Has anyone heard (seen) the status of this hotel which was formerly the Poipu Beach Hotel and has been closed since 1992 due to hurricane Iniki?? 

I've heard that it is reopening in March '08 but since the Coco Palms deal fell apart you just never know. As an owner next door who is going August '08 I do hope they are well along with construction. From what I've read it sounds  lovely and I would like to see a thriving hotel and restaurant next door to the Waiohai.


----------



## nspils (Oct 20, 2007)

There are public relations releases galore ... you can accept them as authentic or as reliable as you might ...

http://www.kauaidiscovery.com/accommodations/hotels+resorts/Koa+Kea+Hotel+&+Resort/

http://www.spafinder.com/NewsReleases/September10/Koa.pdf

http://www.sfgate.com/cgi-bin/article.cgi?f=/c/a/2007/10/04/DD3FSGLE7.DTL&type=travel


----------



## auntdef (Oct 20, 2007)

I've read those, that is why I wanted to know if anyone from the boards has actually seen if the work is happening (and progressing). Many thanks.
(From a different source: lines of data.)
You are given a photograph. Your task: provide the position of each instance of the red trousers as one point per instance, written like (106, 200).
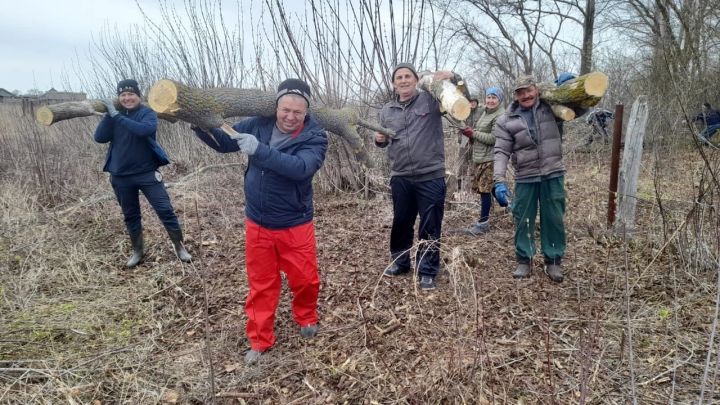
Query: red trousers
(267, 252)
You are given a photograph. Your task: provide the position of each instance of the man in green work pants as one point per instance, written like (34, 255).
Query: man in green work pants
(529, 136)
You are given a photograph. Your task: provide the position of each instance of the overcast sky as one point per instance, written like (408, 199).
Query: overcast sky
(43, 39)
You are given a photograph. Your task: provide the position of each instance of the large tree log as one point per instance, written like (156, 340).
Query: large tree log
(581, 92)
(208, 107)
(50, 114)
(451, 98)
Mod, if this would be better placed on the Marriott forum for those who have been to the Waiohai recently, please feel free to move.


----------



## Fisch (Oct 20, 2007)

auntdef said:


> I've read those, that is why I wanted to know if anyone from the boards has actually seen if the work is happening (and progressing). Many thanks.
> 
> Mod, if this would be better placed on the Marriott forum for those who have been to the Waiohai recently, please feel free to move.




We just returned last week and there is tons of construction throughout Poipu.

We did see the construction of this hotel while we ate at Kiahuna Plantation.  We assumed they were expanding, the Kiahuna Plantation.


----------



## nspils (Oct 21, 2007)

My wife and I were there (the Waiohai) two weeks ago and we thought the construction at the site next door was a part of the Plantation. We did not know that yet another hotel site was surrounded by the Plantation and the Waiohai.


----------